United ready for competitive return after 103-day absentia

As the old adage goes, you never know what you've got until its gone. Never has that been truer than the last few months with Britain in lockdown and life as we know it changed like never before. With the world in the deadly grip of a global pandemic, our pleasures - from social gatherings, to the gym, the church and sport, having been stripped away one by one.

As restrictions are lifted piece by piece, we're returning towards some semblance of normality, with the Premier League set for Project Restart exactly 100 days since its last competitive match, in Leicester's 4-0 win over Aston Villa. Villa get proceedings back under way as they host Sheffield United on Wednesday before Arsenal travel to Manchester City (two games that could affect United), as the four sides with games in hand reawaken the English game from its three month hiatus before a full round of fixtures over the weekend.
The league will splutter into life in a very different world from the one it left behind, with new guidance in place to stop the spread of the virus. These includes only essential staff being in attendance at stadiums, with players travelling to games individually and in sterilised environments, keeping 2m apart from others at all times. Tunnel walkouts will be staggered, with no pre-match formalities undergone. Teams will be allowed to make five substitutions with short water breaks, no ball boys, or surrounding the referee. Players will not be permitted to spit or clear their noses but VAR will remain in place. Opposition managers will not shake hands and all non playing staff must wear face coverings.
 The remaining games will be played without fans - stadium access is limited to around 300 people including players and coaching staff - with a whole new vibe around the behind-closed-doors fixtures as the country still comes to terms with the effects of the Covid-19 pandemic. It's fair to say that English football is taking a huge step into the unprecedented and unknown. But after months with nowhere to go, nothing to do and no-one to see, it gives us all something to look to, even if not in the way we know it.
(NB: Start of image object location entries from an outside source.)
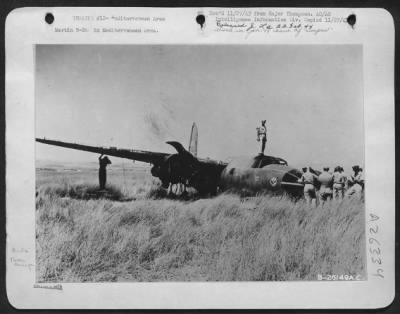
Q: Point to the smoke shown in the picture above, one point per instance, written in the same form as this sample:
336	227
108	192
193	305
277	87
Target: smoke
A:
161	121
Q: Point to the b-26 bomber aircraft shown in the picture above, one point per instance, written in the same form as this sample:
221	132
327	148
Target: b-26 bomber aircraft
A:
207	176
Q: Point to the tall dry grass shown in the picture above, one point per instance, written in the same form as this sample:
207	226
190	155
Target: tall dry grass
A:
225	238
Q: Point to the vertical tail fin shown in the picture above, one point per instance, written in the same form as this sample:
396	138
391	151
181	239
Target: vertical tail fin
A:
194	135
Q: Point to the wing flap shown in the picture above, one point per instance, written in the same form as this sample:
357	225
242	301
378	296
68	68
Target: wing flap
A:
139	155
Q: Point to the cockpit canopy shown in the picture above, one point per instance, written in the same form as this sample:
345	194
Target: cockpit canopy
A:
258	161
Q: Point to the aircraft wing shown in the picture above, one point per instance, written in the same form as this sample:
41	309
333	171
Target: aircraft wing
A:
139	155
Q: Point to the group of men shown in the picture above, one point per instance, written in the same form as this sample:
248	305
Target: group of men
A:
332	185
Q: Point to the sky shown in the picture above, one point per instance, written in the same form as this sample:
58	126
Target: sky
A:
139	96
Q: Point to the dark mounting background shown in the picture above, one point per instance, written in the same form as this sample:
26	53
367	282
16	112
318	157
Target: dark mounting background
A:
8	5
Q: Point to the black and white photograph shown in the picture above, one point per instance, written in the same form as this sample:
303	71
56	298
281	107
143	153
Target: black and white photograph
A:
200	158
199	163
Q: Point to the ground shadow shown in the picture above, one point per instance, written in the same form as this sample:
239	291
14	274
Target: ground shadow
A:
85	192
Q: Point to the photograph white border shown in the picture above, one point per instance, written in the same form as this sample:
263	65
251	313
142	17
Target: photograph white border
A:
25	28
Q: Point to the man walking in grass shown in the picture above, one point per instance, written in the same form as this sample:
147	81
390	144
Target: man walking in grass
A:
308	179
262	135
326	180
103	162
339	180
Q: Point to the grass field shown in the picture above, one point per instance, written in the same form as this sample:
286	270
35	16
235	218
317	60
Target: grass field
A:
131	233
Typical isn't it, that United build up a head of steam and establish themselves as the country's most in-form team before our momentum is stopped in its track by an outside force, an unknown enemy, an act of God. The Reds had put together a stunning run of form with an eleven match unbeaten run to reignite a flickering season by staying firmly in the race for Champions League qualification and reaching the quarter finals in two knockout cups. When United return against fellow top four rivals Tottenham on Friday night, it will be 103 days since Scott McTominay steered a 35-yarder over Ederson in the teeming Manchester rain, putting the seal on a famous derby double. That result kept up the pressure on the chasing pack, with United fifth, three points behind Frank Lampard's Blues with nine games left.
Our pre-lockdown form counts for nothing, though, and United will have to hit the ground running, with top scorer Marcus Rashford back fit and the salivating prospect of Paul Pogba in tandem with Bruno Fernandes. We would've faced a Tottenham team without the match winning superstar quality of Harry Kane and Heung-min Son, but the two men will be back fit and firing for Jose Mourinho's Spurs side on United's first visit to Spurs' new stadium.
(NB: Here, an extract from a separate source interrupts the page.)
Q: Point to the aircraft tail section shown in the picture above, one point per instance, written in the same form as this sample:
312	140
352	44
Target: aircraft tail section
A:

I don't know about you, but I've been filling the United-shaped hole in my life by watching highlights on YouTube and MUTV. Just about anything to do with the club has kept me going, from the 2008 Champions League final (of course) to the humble beginnings of the Class of 92. It's not the same as a proper matchday of course, but the passion kicks in, the senses are stirred and the wonderful memories of yesteryear come flooding back. Even in absentia, United have been a constant source of satisfaction. There's another famous saying that springs to mind, here. Absence makes the heart grow fonder.
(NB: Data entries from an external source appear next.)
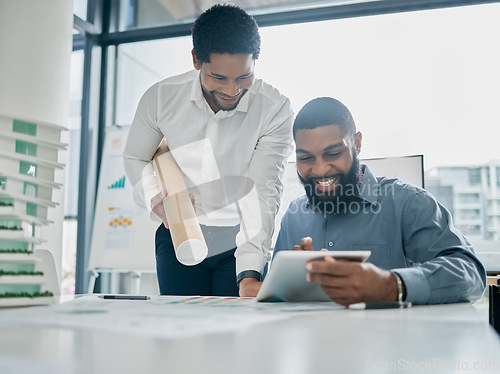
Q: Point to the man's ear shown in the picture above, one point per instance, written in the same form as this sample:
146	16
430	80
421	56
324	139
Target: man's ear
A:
196	62
358	139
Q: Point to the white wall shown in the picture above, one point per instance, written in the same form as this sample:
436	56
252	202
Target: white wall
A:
35	55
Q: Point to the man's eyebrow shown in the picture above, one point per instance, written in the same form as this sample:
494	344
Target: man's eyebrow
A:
332	146
336	145
223	76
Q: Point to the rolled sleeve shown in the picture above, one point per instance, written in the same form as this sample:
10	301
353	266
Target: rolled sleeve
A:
258	212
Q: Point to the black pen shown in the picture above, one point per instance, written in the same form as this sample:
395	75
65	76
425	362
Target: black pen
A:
124	297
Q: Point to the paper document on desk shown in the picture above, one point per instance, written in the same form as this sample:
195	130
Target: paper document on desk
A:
161	316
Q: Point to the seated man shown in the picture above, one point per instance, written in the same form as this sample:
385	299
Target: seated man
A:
417	254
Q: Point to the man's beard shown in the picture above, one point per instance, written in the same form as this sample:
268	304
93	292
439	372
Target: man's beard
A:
347	191
216	101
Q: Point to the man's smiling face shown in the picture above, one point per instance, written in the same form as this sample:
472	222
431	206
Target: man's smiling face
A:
325	158
226	79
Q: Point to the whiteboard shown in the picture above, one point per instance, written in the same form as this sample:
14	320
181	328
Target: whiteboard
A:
407	168
123	233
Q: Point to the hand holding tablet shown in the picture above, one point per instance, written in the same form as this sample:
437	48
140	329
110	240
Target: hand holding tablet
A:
287	281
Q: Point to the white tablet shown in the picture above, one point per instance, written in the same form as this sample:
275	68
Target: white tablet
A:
286	281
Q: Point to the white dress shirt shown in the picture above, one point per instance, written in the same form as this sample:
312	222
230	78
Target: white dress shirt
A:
253	140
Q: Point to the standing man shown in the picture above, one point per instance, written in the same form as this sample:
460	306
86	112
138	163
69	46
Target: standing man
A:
218	120
417	254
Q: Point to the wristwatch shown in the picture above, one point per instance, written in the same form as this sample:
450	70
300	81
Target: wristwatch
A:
247	274
400	286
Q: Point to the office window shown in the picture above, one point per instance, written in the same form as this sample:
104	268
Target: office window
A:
80	8
422	82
Under Mourinho, statistically United ran the least combined distance out of all their league rivals, but had become one of the fittest sides in the league under Solskjaer. Players have been keeping their fitness going at home during the lockdown, but you simply can't reprise the intensity of a 90-minute game through a training regime in your back garden. To fine tune for the restart, United played two warm up games at Old Trafford against WBA (Bruno and Pogba's full strength side won 2-1, another United 'B' team lost 3-1).
With all 20 teams on a level playing field in terms of lack of match action, it could well come down to fitness levels and sharpness. It's going to be fascinating to see so many different variables at play in these strange, post-coronavirus times but my brain is starved of its football-mad oxygen and guess what people - United are back!